A liquid crystal display device has been used as a display device for a computer. In recent years, such liquid crystal display device comes into increasing use for displaying a moving picture. This is because (i) use of the liquid crystal display device as a television has been developed as a result of development of a larger liquid crystal display device, and (ii) it becomes possible to process moving picture on computer as a result of improvement in performance thereof.
The liquid crystal display device has such characteristics that (i) it is free from screen flicker, (ii) it can have a thin thickness; (iii) it has low power consumption; (iv) and so on. Due to these characteristics, the liquid crystal display device has been attracting attentions as a device that applicable to a television and the like in replacement of prevailing CRT (Cathode-Ray Tube) display devices.

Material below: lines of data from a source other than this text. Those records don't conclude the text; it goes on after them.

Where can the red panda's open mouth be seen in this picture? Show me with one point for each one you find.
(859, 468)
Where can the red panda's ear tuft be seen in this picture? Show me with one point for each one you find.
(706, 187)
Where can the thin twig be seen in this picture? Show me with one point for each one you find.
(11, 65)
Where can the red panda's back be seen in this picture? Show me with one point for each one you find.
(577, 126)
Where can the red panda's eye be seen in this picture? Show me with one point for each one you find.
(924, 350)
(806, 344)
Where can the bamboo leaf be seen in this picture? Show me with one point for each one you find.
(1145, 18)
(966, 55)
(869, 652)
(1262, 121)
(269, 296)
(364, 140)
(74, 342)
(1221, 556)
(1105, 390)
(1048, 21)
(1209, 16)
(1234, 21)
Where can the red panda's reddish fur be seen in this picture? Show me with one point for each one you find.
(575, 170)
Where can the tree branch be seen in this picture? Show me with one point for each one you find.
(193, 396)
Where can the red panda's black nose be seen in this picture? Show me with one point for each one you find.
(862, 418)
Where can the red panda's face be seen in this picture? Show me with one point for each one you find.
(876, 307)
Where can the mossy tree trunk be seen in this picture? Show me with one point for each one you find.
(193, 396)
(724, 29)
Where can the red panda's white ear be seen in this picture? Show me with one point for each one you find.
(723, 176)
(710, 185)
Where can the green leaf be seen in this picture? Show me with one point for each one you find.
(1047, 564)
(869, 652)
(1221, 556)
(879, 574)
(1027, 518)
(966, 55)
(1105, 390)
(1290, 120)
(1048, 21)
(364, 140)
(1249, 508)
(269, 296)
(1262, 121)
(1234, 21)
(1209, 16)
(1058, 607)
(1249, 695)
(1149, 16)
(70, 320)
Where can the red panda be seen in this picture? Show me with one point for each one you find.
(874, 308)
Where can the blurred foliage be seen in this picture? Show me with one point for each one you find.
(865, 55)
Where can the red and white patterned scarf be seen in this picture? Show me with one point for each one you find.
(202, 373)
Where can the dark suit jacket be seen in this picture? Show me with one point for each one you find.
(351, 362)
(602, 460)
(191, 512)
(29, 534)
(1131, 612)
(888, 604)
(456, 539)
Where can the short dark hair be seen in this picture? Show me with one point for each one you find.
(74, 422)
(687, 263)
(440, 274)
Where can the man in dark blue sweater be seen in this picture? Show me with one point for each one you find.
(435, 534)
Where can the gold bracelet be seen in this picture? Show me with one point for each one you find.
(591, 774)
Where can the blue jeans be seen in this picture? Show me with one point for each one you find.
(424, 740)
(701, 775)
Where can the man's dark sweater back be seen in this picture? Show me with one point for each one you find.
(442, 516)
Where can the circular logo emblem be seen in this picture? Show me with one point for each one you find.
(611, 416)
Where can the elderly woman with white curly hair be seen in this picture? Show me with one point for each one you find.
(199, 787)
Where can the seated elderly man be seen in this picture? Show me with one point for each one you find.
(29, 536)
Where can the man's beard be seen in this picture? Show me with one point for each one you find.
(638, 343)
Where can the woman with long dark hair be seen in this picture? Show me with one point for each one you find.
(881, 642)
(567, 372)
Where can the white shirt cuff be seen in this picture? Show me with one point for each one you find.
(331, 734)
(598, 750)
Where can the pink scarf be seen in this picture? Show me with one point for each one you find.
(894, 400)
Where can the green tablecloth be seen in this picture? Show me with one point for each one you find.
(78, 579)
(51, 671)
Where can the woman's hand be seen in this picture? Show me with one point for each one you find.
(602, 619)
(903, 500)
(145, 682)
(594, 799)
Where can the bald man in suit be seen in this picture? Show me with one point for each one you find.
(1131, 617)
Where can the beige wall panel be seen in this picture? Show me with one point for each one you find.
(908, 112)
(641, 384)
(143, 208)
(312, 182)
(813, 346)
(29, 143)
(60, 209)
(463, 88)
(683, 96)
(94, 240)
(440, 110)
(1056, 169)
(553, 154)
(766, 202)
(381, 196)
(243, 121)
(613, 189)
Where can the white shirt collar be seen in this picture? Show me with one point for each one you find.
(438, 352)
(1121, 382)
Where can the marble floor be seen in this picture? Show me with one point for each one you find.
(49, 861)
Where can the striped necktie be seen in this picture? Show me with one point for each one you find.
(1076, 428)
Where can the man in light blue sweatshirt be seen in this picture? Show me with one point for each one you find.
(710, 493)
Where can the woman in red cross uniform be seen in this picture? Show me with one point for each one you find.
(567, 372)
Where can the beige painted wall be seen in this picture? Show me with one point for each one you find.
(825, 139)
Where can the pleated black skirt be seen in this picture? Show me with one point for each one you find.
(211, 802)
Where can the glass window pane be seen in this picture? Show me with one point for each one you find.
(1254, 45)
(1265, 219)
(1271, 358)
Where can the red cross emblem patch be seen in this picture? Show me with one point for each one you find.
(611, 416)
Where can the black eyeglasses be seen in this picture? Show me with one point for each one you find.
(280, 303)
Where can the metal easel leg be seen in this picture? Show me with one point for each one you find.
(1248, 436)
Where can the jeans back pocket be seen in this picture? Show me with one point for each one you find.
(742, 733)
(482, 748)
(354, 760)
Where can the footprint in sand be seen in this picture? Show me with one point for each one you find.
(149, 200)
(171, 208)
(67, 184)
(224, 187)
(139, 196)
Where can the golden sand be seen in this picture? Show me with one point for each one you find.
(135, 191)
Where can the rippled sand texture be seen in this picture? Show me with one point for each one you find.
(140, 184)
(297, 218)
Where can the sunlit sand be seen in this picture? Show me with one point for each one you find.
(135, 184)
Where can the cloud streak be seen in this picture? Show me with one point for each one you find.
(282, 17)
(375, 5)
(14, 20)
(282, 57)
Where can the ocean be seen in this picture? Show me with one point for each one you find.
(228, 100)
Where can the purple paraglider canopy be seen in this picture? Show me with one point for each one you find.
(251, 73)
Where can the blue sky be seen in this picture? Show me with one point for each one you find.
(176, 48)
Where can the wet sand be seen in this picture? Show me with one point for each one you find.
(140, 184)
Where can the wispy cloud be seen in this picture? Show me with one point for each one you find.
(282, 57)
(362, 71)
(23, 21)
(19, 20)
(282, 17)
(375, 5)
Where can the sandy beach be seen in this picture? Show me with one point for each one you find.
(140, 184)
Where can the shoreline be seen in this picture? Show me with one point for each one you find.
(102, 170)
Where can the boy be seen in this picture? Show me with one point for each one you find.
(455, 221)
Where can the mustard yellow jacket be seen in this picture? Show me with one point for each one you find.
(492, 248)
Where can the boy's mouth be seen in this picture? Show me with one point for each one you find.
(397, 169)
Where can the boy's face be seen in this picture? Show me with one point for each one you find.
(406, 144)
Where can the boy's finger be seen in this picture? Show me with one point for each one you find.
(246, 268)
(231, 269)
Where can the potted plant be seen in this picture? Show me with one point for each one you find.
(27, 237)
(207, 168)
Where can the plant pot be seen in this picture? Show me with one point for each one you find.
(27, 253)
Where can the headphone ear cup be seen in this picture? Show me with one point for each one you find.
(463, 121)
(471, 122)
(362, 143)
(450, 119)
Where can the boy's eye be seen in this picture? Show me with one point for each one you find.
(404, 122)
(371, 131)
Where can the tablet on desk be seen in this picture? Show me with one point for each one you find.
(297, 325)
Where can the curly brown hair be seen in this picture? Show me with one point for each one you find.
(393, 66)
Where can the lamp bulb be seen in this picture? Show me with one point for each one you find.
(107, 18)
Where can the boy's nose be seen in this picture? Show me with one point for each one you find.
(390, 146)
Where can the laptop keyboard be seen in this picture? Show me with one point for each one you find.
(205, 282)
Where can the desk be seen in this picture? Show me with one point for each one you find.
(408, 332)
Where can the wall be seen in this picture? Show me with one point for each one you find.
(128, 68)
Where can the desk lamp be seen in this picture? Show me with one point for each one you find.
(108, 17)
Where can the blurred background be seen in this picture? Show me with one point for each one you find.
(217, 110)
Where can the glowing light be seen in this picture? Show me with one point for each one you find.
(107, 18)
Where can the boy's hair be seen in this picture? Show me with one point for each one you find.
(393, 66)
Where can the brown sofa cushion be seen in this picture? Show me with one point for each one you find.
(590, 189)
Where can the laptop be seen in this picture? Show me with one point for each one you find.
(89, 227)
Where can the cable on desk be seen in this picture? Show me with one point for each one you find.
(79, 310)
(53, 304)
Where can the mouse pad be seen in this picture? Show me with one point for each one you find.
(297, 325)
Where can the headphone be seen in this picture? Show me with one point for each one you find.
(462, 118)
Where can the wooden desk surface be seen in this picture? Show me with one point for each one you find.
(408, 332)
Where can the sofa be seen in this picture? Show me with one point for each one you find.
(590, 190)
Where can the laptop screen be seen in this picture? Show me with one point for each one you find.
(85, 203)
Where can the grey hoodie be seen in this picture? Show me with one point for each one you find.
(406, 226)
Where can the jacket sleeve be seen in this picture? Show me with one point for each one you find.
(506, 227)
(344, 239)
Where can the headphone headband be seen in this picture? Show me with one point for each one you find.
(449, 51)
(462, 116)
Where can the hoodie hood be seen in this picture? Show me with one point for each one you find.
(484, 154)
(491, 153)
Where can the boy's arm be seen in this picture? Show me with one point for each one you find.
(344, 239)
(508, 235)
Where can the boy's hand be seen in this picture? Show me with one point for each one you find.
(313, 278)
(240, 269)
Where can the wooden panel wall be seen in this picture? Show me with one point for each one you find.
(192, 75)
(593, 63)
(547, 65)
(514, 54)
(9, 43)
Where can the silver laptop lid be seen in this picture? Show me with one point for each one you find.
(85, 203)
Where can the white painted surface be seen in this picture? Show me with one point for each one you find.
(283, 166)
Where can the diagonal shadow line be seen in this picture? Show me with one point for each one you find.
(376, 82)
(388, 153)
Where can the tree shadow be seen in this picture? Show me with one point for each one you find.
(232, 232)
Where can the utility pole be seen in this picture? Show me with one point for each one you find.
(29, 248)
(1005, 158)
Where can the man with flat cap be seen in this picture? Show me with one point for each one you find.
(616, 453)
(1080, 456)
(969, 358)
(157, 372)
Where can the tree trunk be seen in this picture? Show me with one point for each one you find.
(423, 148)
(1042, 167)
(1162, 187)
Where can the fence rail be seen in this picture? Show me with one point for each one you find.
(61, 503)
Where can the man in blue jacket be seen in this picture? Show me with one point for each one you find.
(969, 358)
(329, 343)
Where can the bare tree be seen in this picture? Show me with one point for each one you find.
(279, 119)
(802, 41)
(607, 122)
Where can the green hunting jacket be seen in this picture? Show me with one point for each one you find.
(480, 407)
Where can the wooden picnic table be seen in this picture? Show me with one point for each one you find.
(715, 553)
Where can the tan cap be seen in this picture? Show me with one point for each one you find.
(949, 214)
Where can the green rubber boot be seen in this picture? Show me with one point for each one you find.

In the liquid crystal display device, a slow response speed becomes a big problem in displaying the moving picture on a liquid crystal module. More specifically, when the moving picture is displayed on the liquid crystal display device whose response speed is slow, after-image appear on the screen, thus causing ghosting of the moving picture. This causes deterioration in displaying quality. In the liquid crystal display device, the response speed from an intermediate graduation to an intermediate graduation is slower than response speed from black to white. Therefore the liquid crystal display device cannot display natural-color moving pictures without significant deterioration in display quality in some frames.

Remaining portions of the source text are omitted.